# Removing rod eyes?



## fbiprez (Jul 6, 2009)

I am going to use two rods and make one since is broken, is there an easy way to remove an eye off a rod without hassle and really tearing things up?
TIA

Joe


----------



## Ryan Y (Dec 1, 2005)

Not sure if I'm understanding you correct, but to remove a guide....Here's what I do.

Youll need a razor blade, an adult beverage (not really but it gets me in the mood to work on rods) and a steady hand.

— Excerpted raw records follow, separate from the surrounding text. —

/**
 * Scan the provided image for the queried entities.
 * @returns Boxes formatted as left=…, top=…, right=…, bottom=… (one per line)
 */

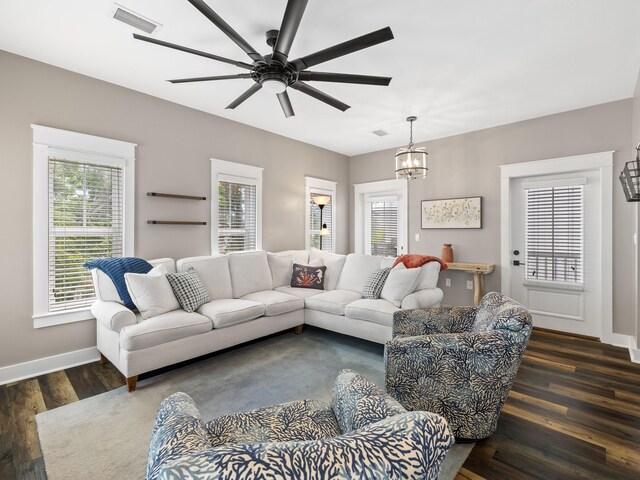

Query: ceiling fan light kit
left=133, top=0, right=393, bottom=117
left=396, top=117, right=429, bottom=180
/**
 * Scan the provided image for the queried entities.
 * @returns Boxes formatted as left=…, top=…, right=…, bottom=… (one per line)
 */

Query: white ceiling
left=0, top=0, right=640, bottom=155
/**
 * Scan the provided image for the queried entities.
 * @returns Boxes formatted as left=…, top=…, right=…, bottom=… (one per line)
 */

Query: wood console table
left=447, top=262, right=496, bottom=305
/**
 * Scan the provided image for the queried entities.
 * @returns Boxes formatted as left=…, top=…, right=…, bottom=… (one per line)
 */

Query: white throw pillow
left=124, top=265, right=180, bottom=320
left=380, top=263, right=420, bottom=307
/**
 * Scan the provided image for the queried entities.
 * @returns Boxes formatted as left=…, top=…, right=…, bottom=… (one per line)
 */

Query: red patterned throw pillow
left=291, top=263, right=327, bottom=290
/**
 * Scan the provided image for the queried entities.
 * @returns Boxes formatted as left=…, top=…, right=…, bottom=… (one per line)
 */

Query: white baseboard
left=0, top=347, right=100, bottom=385
left=609, top=333, right=640, bottom=363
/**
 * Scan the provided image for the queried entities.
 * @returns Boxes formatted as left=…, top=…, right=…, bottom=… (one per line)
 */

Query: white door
left=506, top=170, right=602, bottom=337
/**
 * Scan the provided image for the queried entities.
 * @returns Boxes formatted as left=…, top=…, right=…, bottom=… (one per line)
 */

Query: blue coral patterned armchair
left=385, top=292, right=532, bottom=440
left=147, top=370, right=454, bottom=480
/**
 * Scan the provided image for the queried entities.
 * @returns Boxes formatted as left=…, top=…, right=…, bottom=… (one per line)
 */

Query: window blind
left=525, top=185, right=584, bottom=284
left=309, top=193, right=334, bottom=252
left=48, top=157, right=124, bottom=312
left=368, top=200, right=398, bottom=257
left=218, top=181, right=257, bottom=253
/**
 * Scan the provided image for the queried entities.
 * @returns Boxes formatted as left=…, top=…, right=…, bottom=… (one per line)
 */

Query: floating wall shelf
left=147, top=220, right=207, bottom=225
left=147, top=192, right=207, bottom=200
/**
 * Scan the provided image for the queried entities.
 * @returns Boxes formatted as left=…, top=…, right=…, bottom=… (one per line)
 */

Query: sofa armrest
left=393, top=304, right=478, bottom=337
left=146, top=392, right=211, bottom=480
left=400, top=288, right=444, bottom=310
left=154, top=412, right=454, bottom=480
left=91, top=300, right=138, bottom=332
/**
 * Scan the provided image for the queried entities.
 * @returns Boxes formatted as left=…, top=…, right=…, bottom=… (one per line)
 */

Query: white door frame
left=500, top=151, right=614, bottom=344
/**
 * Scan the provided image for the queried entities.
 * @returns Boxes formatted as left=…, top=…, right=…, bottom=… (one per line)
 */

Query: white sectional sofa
left=91, top=249, right=443, bottom=391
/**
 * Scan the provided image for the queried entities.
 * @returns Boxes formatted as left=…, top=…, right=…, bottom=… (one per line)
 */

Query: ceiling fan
left=133, top=0, right=393, bottom=117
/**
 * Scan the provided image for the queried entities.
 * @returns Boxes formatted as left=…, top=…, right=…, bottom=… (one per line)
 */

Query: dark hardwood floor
left=0, top=330, right=640, bottom=480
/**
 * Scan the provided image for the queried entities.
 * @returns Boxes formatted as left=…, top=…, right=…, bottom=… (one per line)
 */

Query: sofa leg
left=127, top=375, right=138, bottom=392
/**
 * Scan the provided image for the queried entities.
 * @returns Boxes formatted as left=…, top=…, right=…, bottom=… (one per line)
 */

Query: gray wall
left=349, top=99, right=640, bottom=335
left=0, top=51, right=349, bottom=367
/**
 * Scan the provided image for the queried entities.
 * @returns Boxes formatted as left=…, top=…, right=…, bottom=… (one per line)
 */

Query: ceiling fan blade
left=290, top=82, right=351, bottom=112
left=278, top=90, right=295, bottom=118
left=272, top=0, right=309, bottom=65
left=291, top=27, right=393, bottom=71
left=187, top=0, right=264, bottom=62
left=298, top=70, right=391, bottom=87
left=227, top=83, right=262, bottom=110
left=167, top=73, right=253, bottom=83
left=133, top=33, right=253, bottom=70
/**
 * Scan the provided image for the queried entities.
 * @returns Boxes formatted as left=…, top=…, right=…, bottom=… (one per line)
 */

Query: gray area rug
left=36, top=327, right=473, bottom=480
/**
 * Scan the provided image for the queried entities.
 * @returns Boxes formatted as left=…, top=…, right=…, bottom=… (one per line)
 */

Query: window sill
left=31, top=307, right=94, bottom=328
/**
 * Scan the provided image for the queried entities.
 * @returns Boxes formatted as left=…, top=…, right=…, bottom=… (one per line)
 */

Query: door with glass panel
left=506, top=171, right=601, bottom=337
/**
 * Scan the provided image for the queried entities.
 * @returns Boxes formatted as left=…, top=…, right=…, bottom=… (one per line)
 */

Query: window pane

Take the blade and cut down the top of the guide foot/feet in both directions getting the finish and the thread off. then pop the guide off. You should be able to pull the remainder of the thread off in pieces or from around the blank. I dont think that is tearing things up but youll need to know how to replace them.


----------



## fbiprez (Jul 6, 2009)

Thanks, I was thinking maybe something like that, I wanted to see if there was an easy way rather than brute force! Thanks Joe


----------



## Awesome John* (Dec 23, 2003)

Heat...

soft alcohol flame over the wraps will soften the rod finish and allow the wraps to be cut off like butter.


----------



## WALT D. (Dec 18, 2003)

I always wrap a couple turns of masking tape adjacent to the guide being cut off to prevent any wayward slips of the knife, a few swipes of the propane torch, cut up the guide foot towards the guide( I use a #11 scalpel), and remove the thread and epoxy with my fingers. Some guides come off incredibly easy, some you really have to work for. 

Walt


----------



## bluefish1928 (Jun 9, 2007)

unfortunately i had to do this recently for the first time. i used a lighter which soften the epoxy to the point it can easily be peeled off. i peeled it off and got to the thread to unravel it.


----------